There’s another reason for my interest and that’s because this World’s Fair introduced a polarized, Technicolor, stop-motion animated 3D movie, directed by John Norling. The film was called “In Tune with Tomorrow” and  it was a centerpiece of the Chrysler Pavilion. In 15 minutes you watched a 1939 Chrysler Plymouth being assembled from parts that – without human intervention – danced and hopped into place. (The 1939 version was in B&W, for the 1940 edition it was color and the name was changed to “New Dimensions”). A 2D version used to be available online but has been removed. For more details check out the Iowahawk web page here.

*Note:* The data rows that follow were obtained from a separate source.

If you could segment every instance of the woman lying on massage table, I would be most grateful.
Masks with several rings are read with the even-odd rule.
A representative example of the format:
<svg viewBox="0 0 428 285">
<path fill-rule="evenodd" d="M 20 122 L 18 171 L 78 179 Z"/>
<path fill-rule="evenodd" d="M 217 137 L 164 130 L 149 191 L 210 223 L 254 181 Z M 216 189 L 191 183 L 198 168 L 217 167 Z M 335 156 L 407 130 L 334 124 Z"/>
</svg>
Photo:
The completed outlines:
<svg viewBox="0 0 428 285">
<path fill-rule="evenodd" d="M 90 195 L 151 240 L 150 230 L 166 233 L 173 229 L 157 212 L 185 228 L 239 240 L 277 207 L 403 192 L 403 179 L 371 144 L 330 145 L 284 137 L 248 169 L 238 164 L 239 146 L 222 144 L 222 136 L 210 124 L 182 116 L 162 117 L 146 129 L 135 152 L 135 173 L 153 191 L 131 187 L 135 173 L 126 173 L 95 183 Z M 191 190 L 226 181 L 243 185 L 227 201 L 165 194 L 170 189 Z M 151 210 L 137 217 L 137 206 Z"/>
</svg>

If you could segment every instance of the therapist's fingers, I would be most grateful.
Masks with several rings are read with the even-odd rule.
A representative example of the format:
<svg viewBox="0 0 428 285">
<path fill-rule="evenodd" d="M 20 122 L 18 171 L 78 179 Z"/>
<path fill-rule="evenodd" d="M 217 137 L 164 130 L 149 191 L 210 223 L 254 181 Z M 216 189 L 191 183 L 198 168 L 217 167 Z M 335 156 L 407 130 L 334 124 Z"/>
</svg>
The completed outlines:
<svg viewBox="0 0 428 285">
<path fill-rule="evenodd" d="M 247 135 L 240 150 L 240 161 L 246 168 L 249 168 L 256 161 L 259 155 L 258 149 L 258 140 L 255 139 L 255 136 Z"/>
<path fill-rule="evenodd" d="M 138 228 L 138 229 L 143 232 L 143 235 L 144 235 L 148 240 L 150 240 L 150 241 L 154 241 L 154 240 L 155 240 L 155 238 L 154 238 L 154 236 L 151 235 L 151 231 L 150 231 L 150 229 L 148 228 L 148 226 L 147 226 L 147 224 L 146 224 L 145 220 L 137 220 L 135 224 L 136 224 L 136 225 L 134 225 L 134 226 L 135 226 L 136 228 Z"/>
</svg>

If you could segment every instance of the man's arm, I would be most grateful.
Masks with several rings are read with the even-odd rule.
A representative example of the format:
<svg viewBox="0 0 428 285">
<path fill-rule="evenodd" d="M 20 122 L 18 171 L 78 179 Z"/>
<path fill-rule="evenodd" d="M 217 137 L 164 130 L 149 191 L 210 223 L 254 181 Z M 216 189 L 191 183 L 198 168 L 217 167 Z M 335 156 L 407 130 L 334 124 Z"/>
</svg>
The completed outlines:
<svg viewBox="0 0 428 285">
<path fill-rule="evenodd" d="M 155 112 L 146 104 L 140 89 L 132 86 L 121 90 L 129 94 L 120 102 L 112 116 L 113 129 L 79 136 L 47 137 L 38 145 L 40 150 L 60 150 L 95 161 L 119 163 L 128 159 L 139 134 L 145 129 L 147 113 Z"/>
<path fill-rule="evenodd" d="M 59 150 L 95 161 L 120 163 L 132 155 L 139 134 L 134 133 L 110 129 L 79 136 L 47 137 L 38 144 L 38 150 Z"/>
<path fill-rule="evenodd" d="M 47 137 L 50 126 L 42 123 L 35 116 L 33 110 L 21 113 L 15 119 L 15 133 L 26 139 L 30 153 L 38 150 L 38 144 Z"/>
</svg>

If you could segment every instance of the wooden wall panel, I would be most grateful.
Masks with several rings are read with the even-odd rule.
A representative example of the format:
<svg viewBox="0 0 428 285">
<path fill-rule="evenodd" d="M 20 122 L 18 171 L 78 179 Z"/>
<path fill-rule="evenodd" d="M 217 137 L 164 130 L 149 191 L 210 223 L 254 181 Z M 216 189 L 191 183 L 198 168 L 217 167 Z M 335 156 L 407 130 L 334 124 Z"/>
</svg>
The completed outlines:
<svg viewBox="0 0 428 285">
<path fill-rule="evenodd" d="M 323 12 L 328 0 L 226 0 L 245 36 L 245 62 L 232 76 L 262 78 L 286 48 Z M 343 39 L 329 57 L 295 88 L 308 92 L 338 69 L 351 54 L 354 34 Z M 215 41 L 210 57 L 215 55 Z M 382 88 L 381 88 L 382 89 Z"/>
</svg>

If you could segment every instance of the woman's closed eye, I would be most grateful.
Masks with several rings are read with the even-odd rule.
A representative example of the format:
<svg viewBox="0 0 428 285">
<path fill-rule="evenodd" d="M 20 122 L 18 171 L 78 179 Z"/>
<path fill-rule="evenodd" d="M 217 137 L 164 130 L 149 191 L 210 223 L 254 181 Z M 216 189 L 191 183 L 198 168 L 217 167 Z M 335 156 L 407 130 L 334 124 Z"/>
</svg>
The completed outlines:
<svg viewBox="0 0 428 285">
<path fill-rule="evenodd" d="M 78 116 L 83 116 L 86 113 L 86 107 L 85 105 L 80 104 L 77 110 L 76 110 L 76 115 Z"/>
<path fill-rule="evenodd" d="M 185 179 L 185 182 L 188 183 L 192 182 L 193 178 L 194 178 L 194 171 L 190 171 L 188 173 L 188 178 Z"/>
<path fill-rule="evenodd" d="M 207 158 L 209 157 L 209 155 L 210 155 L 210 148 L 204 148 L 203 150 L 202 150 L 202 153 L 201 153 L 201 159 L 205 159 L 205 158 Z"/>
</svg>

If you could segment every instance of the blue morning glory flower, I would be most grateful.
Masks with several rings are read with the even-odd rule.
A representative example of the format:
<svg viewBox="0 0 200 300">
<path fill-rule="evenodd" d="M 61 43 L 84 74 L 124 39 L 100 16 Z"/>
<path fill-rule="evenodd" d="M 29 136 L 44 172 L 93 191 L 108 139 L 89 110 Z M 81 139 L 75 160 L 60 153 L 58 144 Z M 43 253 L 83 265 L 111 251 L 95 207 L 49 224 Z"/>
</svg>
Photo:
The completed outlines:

Periodically, 3D seems to surface due some specific technical advance, briefly capture the attention and imagination of the public and then slip off the radar again, derided as just a ‘gimmick.’ Right now it seems we are in the midst of the biggest 3D revival the world has yet seen with mainstream Hollywood films, animated and live action, being produced, 3D capable television sets and video game consoles for sale, along with the first twin-lens 3D digital cameras for consumer use (the Fuji W1 and W3).

While stereoscopic 3D imagery will always be interesting to me, it remains to be seen if the current passion for 3D becomes a permanent evolution in mass media, or will once again fade out of the mainstream and become a niche interest of a small number of dedicated hobbyists.